帮助,如何用Wiki (新窗口)
Kuder-Richardson Correction

All tests contain errors. This is true for tests in physical science and education and in psychological tests. Reliability is always a concern when giving tests. A test can be unreliable and still be valid and another test may be unreliable and invalid. Validity is defined as the agreement between a test score and the quality it is believed to measure or more simply worded, it measures the gap between what a test actually measures and what it is intended to measure. Reliability is a measure of how much a test results can be trusted. A test may be highly reliable at the expense of validity or in other words, you may get the same results every time, but it does not tell you what you need to know. Stability is also a concern in the reliability of a test and is a measure of repeatability over a period of time in which the results remain constant, or in other words, if you give a test time after time the results should be the same. Consistency also plays a part in reliability and is defined as a measure of reliability through similarity within the test, with individual questions giving predictable answers every time. In other words, certain questions should have predicable answers time after time. Therefore, a number of reliable test formulas have been developed such as the Split-Half method, the Spearman- Brown formula, the Cronbach alpha formula, and the Kuder-Richardson formula. We will discuss the Kuder-Richardson formula.

The Kurder-Richardson formula was developed in 1937 in order to measure internal consistency reliability in a single administration of a single test. It is a formula for calculating how consistent people’s responses are among the questions on a test. All items are compared with each other, rather than half of the items with the other half of the items. There are two forms of the Kurder-Richardson, K-R 20 and K-R 21. K-R 20 formula is used for knowledge test in which test answers would be coded 1 for a correct answer and coded 0 for an incorrect answer. The assessment would be a Forced-Choice Assessment such as a computer based test. The K-R 21 formula would be used when technological assistance is not available. The K-R 21 formula is stated to simpler but sometimes less precise than the K-R 20 formula, but is a generally acceptable measure of internal consistency. The K-R 20 formula can be used in a computer model that can be administered online or in an Excel format. K-R 21 assumes that all of the questions are equally difficult and K-R 20 does not. An example of K-R 20 follows.

Kuder-Richardson's ρ is used with dichotomous variables. Each column represents one of the items on the test; each row represents scores taken from a given subject.

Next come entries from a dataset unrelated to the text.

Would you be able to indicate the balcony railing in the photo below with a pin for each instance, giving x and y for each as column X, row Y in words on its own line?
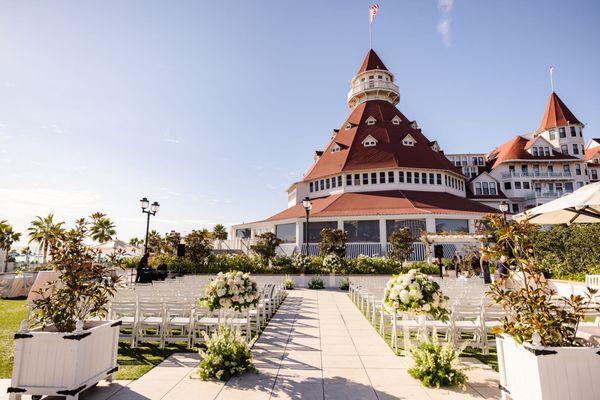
column 373, row 85
column 535, row 175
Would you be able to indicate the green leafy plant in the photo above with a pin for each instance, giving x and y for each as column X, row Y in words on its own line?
column 85, row 287
column 437, row 365
column 227, row 354
column 266, row 245
column 533, row 312
column 316, row 282
column 345, row 284
column 333, row 263
column 288, row 283
column 401, row 244
column 333, row 241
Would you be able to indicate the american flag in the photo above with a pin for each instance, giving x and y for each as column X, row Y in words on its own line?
column 373, row 12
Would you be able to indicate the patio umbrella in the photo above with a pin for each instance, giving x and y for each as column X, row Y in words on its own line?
column 581, row 206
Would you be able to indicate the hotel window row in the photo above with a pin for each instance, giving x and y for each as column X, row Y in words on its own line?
column 373, row 178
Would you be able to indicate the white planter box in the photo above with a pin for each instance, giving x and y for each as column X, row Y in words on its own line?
column 56, row 363
column 529, row 372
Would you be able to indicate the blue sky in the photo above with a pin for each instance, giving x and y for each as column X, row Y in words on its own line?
column 214, row 108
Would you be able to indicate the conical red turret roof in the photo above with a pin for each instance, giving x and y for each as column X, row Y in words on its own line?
column 389, row 151
column 371, row 62
column 557, row 114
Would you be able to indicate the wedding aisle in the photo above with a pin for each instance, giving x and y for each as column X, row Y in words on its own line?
column 317, row 346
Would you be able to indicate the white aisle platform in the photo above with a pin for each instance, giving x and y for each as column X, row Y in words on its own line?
column 318, row 346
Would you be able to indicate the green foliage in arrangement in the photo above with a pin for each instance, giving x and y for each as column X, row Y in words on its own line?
column 266, row 245
column 85, row 289
column 533, row 311
column 345, row 284
column 316, row 283
column 227, row 354
column 333, row 241
column 288, row 283
column 401, row 244
column 437, row 365
column 568, row 252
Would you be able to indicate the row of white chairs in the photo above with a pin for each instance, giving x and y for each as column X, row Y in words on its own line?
column 152, row 317
column 471, row 314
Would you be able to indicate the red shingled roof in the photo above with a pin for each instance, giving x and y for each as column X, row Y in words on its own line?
column 389, row 151
column 516, row 149
column 557, row 114
column 371, row 62
column 392, row 202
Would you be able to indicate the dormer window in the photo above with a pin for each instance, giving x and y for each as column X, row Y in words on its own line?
column 370, row 141
column 408, row 140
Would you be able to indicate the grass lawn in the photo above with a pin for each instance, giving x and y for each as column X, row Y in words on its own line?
column 133, row 363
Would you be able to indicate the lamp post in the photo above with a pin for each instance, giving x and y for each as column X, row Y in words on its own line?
column 504, row 208
column 150, row 209
column 307, row 204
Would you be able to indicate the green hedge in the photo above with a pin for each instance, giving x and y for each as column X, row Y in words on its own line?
column 283, row 265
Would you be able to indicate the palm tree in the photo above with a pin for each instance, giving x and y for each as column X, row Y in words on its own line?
column 7, row 237
column 45, row 232
column 102, row 229
column 219, row 233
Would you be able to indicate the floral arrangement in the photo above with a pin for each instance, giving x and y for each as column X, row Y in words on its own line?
column 333, row 263
column 300, row 262
column 231, row 290
column 316, row 282
column 437, row 365
column 227, row 354
column 288, row 283
column 417, row 293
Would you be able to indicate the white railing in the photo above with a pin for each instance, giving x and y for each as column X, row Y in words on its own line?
column 373, row 85
column 537, row 175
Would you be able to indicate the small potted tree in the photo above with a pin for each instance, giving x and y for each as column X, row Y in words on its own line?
column 539, row 353
column 66, row 347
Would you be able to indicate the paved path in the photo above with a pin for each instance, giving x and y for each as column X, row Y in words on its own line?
column 318, row 346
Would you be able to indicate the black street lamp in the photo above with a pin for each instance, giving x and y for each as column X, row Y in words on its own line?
column 504, row 208
column 307, row 204
column 150, row 209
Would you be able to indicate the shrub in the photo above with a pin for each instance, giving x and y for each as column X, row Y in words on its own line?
column 227, row 354
column 316, row 282
column 333, row 263
column 345, row 284
column 333, row 241
column 266, row 245
column 288, row 283
column 373, row 265
column 436, row 365
column 424, row 267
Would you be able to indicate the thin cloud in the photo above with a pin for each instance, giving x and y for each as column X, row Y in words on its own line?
column 444, row 24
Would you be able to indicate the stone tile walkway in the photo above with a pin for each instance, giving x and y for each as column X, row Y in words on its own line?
column 318, row 346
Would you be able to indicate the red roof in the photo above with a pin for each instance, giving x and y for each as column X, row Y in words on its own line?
column 389, row 151
column 591, row 153
column 371, row 62
column 557, row 114
column 392, row 202
column 516, row 149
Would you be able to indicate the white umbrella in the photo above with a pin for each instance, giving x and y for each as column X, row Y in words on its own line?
column 581, row 206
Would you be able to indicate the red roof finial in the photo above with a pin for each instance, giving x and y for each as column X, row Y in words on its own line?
column 557, row 114
column 371, row 62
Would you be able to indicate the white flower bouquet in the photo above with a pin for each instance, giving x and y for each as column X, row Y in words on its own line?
column 231, row 290
column 415, row 293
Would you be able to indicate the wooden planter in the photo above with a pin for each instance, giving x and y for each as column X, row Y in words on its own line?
column 529, row 372
column 64, row 364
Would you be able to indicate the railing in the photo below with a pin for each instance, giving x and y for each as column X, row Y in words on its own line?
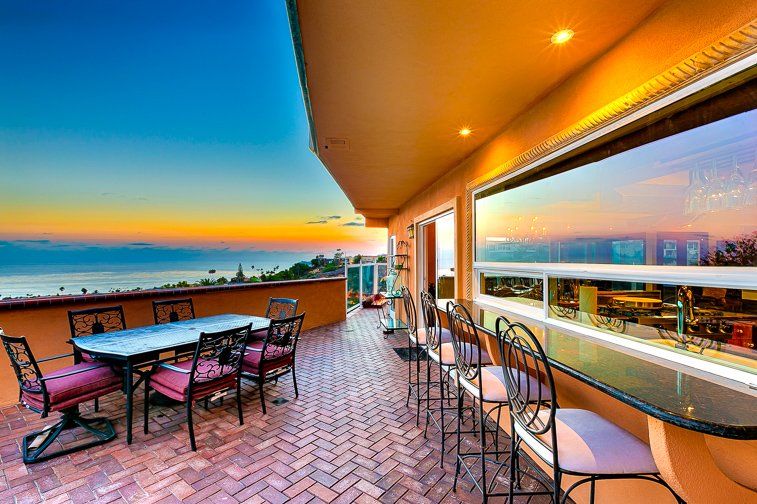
column 363, row 280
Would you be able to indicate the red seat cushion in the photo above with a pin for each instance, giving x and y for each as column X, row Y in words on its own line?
column 174, row 384
column 251, row 362
column 69, row 391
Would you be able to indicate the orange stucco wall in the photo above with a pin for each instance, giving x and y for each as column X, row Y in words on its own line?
column 670, row 34
column 47, row 328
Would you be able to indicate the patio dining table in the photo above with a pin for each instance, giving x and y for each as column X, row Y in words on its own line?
column 130, row 347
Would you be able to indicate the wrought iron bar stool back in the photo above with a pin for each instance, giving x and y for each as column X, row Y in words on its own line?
column 173, row 310
column 606, row 450
column 61, row 390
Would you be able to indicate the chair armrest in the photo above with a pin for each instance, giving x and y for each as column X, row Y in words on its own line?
column 54, row 357
column 71, row 373
column 174, row 368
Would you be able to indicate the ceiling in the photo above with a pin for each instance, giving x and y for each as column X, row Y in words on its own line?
column 398, row 79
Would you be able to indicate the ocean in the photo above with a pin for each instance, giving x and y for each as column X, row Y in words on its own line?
column 47, row 279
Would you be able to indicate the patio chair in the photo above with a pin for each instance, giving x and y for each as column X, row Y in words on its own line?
column 94, row 321
column 61, row 390
column 214, row 368
column 571, row 441
column 173, row 310
column 275, row 356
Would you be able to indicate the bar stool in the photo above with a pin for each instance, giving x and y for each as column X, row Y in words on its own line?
column 587, row 445
column 485, row 384
column 414, row 343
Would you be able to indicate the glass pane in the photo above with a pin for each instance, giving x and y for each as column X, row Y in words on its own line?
column 520, row 289
column 445, row 257
column 353, row 286
column 685, row 200
column 368, row 280
column 714, row 324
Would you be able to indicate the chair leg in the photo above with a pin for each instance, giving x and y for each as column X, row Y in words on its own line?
column 557, row 482
column 192, row 443
column 441, row 413
column 409, row 371
column 513, row 458
column 482, row 426
column 496, row 432
column 147, row 406
column 417, row 385
column 459, row 428
column 294, row 379
column 239, row 400
column 262, row 394
column 428, row 392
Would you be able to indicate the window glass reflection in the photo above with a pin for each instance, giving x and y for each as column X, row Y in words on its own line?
column 521, row 289
column 715, row 324
column 686, row 200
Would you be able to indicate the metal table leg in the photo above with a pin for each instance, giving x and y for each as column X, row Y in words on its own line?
column 129, row 399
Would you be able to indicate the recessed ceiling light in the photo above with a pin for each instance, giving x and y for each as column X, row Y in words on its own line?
column 562, row 36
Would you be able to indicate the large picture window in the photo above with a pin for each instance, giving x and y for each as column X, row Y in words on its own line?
column 685, row 200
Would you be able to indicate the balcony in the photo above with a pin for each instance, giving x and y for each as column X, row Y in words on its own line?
column 349, row 437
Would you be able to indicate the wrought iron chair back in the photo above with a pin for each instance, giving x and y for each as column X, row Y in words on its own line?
column 409, row 304
column 96, row 320
column 431, row 321
column 465, row 341
column 173, row 310
column 282, row 337
column 24, row 364
column 218, row 355
column 523, row 355
column 281, row 308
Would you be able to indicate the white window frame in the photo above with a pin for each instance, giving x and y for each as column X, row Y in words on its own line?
column 705, row 276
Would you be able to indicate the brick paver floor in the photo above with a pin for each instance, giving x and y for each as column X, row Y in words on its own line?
column 347, row 438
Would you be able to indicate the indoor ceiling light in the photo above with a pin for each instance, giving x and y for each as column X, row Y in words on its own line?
column 562, row 36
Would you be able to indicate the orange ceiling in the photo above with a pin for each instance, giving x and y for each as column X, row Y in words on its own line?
column 399, row 78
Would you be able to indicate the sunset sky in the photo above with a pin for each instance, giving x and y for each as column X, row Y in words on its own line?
column 173, row 124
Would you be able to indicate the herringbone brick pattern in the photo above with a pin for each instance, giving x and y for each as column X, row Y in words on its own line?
column 347, row 438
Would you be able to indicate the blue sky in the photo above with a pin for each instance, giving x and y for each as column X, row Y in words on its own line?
column 173, row 123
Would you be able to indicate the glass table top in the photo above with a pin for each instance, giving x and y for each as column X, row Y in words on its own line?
column 158, row 338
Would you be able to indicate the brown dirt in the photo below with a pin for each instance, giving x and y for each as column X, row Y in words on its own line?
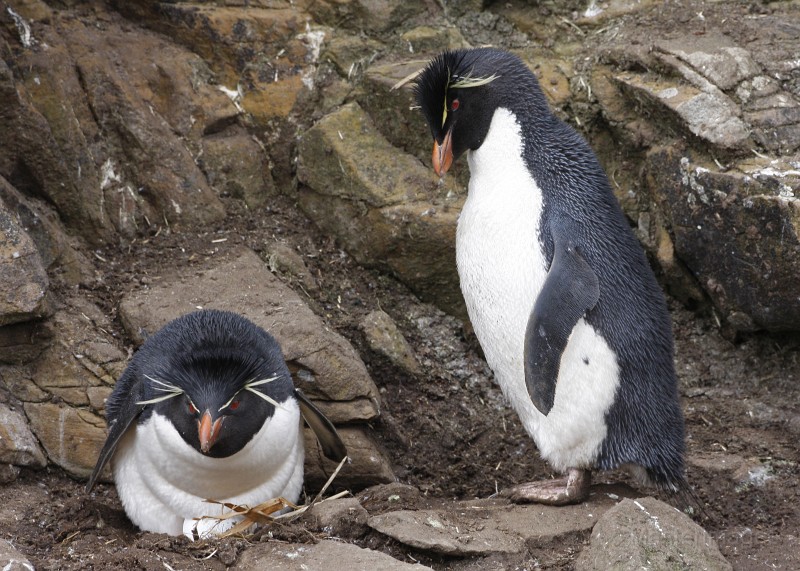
column 447, row 431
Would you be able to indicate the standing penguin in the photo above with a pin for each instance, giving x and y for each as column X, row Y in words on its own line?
column 207, row 410
column 559, row 292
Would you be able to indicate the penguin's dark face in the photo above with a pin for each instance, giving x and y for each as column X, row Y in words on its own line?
column 217, row 427
column 458, row 93
column 220, row 398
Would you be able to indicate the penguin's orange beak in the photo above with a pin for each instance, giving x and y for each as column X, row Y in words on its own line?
column 443, row 154
column 208, row 431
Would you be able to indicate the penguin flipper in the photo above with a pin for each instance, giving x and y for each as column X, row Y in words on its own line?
column 332, row 445
column 127, row 411
column 570, row 290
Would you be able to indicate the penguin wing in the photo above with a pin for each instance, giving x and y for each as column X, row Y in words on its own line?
column 332, row 445
column 127, row 411
column 570, row 290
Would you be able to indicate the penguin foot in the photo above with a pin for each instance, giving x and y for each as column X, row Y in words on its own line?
column 561, row 492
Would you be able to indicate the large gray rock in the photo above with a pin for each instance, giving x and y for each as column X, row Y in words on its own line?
column 23, row 280
column 385, row 338
column 323, row 556
column 98, row 144
column 322, row 362
column 18, row 446
column 381, row 204
column 648, row 534
column 11, row 559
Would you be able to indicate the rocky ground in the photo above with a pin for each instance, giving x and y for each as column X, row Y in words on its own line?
column 261, row 163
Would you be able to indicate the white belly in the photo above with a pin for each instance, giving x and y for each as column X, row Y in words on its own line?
column 502, row 269
column 163, row 482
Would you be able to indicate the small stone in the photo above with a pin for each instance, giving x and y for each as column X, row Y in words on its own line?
column 385, row 338
column 235, row 164
column 11, row 559
column 648, row 534
column 322, row 556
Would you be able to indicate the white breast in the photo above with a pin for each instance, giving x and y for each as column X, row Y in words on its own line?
column 502, row 269
column 162, row 481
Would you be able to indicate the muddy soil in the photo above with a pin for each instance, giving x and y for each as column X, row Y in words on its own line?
column 448, row 431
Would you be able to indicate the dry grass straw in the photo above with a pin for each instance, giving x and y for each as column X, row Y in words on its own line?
column 262, row 513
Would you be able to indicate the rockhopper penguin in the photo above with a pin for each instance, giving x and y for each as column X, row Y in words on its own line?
column 206, row 409
column 559, row 291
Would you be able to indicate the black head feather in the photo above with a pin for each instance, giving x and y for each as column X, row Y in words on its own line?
column 481, row 80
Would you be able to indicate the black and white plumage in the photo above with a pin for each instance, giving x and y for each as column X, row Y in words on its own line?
column 206, row 409
column 559, row 291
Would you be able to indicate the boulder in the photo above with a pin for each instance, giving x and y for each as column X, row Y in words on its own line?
column 647, row 533
column 97, row 143
column 81, row 358
column 737, row 231
column 23, row 280
column 72, row 437
column 385, row 338
column 383, row 206
column 342, row 518
column 60, row 253
column 258, row 53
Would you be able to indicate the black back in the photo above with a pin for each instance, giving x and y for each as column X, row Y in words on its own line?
column 645, row 422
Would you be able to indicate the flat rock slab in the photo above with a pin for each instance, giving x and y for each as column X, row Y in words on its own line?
column 648, row 534
column 11, row 559
column 485, row 527
column 324, row 556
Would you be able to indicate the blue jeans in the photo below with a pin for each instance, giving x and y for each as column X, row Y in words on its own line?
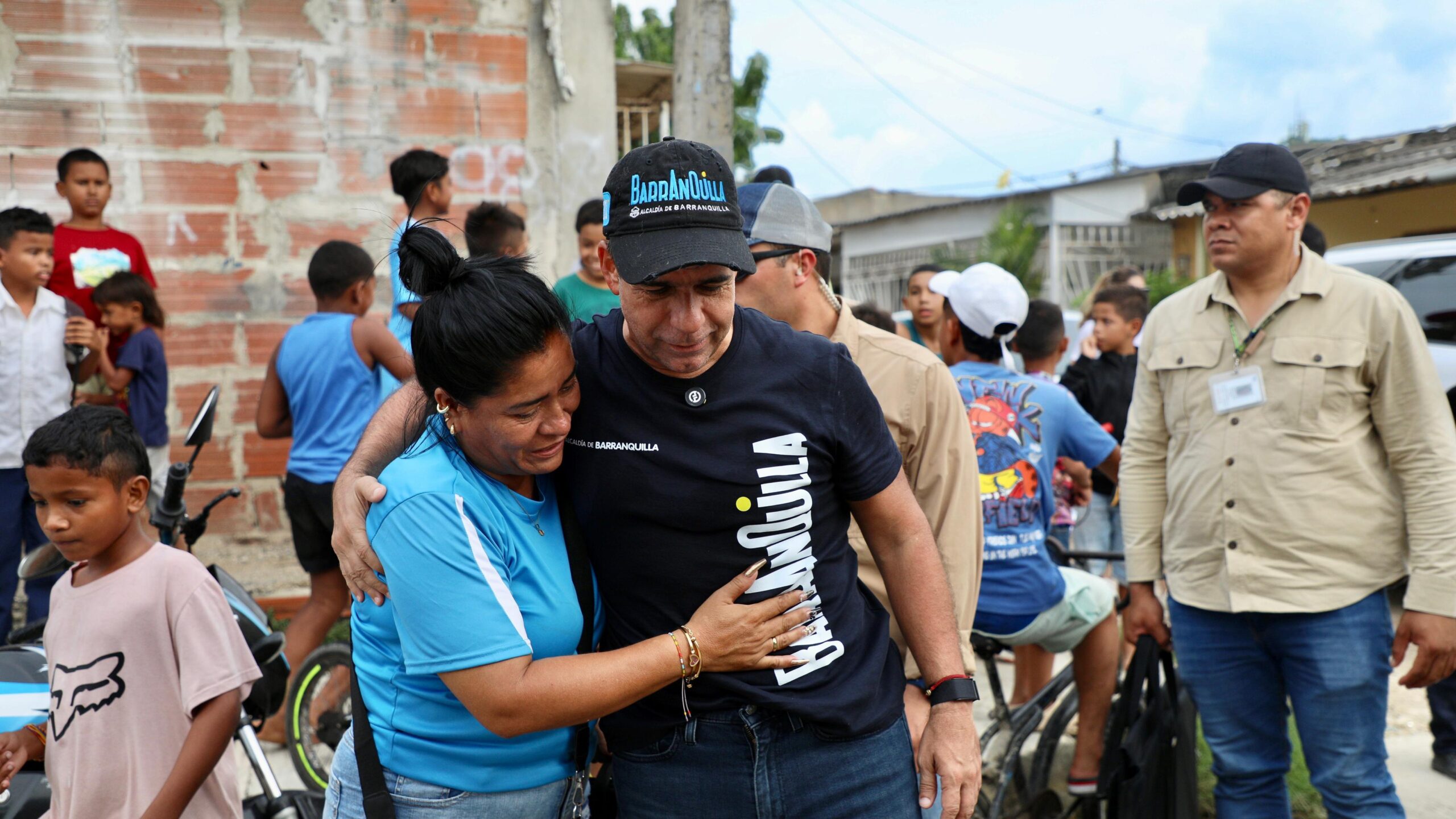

Two or more items are required (k >= 2), and scores from each item should be stored in a separate data column. If the variables that represent the scores are not already in a binary form, use the rules for treating numeric and textual as binary. The first image below shows part of a data set from a test with k = 12 items and n = 10. The bottom image below displays the output table providing the ρ (K-R 20) and ρ (K-R 21), estimated for the full data set (Gigawiz, 2010).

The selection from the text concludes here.